Pennsylvania Transit Agencies Are Buying Parts They Can Barely Afford to Install
Federal grant rules force PRT and SEPTA to keep procuring equipment even as Harrisburg's budget deadlock drains the capital funds those purchases were supposed to draw from.
Pennsylvania transit agencies issued 51 procurement solicitations in the last 30 days, more than double the 12-month monthly average of roughly 21.5, and the surge tells a story that looks nothing like a system flush with cash.
Pittsburgh Regional Transit alone accounts for 25 of those solicitations, a bulk release on May 20 covering engine parts, track components, light-rail vehicle bearings, modems, and fuel contracts. These are not aspirational purchases. They are the minimum required to keep a fleet moving, and many carry due dates in May and June 2026. South Central Transit Authority in Lancaster added three genuine fresh RFPs on top of that. The procurement calendar is busy. The balance sheet is not.

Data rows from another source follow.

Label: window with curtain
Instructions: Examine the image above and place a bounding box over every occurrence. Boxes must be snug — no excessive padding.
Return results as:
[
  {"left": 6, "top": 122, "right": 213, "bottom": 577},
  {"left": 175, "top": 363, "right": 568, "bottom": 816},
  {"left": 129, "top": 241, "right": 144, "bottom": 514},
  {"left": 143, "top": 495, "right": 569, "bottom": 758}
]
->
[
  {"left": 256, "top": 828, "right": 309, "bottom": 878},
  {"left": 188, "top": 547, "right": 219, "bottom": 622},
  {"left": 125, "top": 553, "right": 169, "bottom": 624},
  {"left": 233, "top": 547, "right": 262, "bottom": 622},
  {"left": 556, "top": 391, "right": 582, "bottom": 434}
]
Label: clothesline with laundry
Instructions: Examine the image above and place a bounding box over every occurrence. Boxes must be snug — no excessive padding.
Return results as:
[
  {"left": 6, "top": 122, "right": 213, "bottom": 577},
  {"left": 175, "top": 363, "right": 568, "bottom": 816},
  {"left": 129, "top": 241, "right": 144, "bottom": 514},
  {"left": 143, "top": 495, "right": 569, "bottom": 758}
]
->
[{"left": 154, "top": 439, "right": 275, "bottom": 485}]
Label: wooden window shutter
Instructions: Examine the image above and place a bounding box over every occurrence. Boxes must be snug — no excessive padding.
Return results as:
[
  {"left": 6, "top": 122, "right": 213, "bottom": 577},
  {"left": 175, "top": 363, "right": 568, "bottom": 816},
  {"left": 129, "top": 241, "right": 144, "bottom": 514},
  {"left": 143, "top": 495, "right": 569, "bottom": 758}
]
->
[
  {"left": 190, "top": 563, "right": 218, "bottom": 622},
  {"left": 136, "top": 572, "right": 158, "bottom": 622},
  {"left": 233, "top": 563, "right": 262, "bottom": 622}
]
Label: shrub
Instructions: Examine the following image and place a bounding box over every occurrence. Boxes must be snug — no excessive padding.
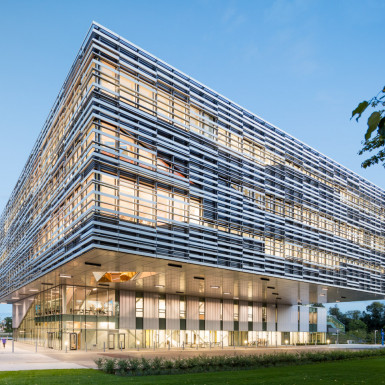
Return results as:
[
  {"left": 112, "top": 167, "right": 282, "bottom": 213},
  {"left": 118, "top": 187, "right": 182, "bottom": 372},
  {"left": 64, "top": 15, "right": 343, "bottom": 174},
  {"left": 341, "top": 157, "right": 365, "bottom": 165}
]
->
[{"left": 95, "top": 349, "right": 385, "bottom": 376}]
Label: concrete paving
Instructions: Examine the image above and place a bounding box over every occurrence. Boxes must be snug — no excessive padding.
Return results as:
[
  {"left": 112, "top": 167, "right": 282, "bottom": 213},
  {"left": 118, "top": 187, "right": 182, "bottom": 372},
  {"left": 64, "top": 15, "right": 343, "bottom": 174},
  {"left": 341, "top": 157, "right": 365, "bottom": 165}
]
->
[
  {"left": 0, "top": 341, "right": 87, "bottom": 371},
  {"left": 0, "top": 341, "right": 381, "bottom": 371}
]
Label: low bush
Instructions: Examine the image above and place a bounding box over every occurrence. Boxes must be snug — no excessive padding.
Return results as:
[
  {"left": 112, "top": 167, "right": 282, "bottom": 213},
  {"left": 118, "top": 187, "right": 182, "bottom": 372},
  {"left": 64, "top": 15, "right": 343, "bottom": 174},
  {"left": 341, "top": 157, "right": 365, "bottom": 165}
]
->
[{"left": 95, "top": 349, "right": 385, "bottom": 376}]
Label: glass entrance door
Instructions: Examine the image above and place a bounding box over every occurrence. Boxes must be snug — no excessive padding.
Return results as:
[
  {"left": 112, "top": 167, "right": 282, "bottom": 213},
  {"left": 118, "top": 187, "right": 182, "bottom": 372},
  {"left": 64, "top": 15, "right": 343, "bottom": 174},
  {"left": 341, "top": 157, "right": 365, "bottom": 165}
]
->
[
  {"left": 119, "top": 333, "right": 126, "bottom": 349},
  {"left": 47, "top": 332, "right": 54, "bottom": 349},
  {"left": 108, "top": 333, "right": 115, "bottom": 349},
  {"left": 70, "top": 333, "right": 78, "bottom": 350}
]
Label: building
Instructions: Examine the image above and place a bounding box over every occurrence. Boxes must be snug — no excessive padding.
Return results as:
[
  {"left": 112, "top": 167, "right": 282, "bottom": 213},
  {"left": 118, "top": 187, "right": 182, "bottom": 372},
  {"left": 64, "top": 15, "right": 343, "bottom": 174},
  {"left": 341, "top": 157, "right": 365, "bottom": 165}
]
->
[{"left": 0, "top": 23, "right": 385, "bottom": 349}]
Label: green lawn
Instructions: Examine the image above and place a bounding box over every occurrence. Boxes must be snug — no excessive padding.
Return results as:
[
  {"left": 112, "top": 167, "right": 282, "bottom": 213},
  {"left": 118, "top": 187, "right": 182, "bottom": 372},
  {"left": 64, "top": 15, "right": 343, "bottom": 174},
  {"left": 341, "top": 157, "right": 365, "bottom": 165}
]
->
[{"left": 0, "top": 357, "right": 385, "bottom": 385}]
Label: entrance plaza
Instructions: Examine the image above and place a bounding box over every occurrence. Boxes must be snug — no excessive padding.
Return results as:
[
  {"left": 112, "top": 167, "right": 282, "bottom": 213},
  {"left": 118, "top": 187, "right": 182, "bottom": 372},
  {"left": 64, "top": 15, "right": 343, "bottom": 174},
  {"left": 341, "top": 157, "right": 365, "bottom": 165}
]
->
[{"left": 0, "top": 341, "right": 381, "bottom": 372}]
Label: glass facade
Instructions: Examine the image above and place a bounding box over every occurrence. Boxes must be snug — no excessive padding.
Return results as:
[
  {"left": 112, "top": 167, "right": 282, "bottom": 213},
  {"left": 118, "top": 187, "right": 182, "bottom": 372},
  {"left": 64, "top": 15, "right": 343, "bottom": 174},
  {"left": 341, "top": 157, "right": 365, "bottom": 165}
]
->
[{"left": 15, "top": 285, "right": 325, "bottom": 350}]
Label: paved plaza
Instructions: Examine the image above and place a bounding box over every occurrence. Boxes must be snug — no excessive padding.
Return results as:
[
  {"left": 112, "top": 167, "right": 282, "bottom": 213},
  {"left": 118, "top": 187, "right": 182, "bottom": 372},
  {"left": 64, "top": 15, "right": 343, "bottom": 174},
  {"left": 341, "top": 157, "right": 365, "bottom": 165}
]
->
[{"left": 0, "top": 341, "right": 381, "bottom": 371}]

The reason agencies are buying at this pace while facing structural insolvency is a collision of two hard constraints. Federal grants come with use-it-or-lose-it obligations: SEPTA holds $317 million and $97 million in active State of Good Repair grants from the U.S. Department of Transportation running through 2034, and PRT holds $58 million in Formula Grants through 2028. Agencies that fail to issue matching procurements risk clawback. At the same time, basic fleet survival sets a floor on what can be deferred. You cannot skip the bearing replacement on a light-rail vehicle any more than you can skip an oil change and expect the car to start.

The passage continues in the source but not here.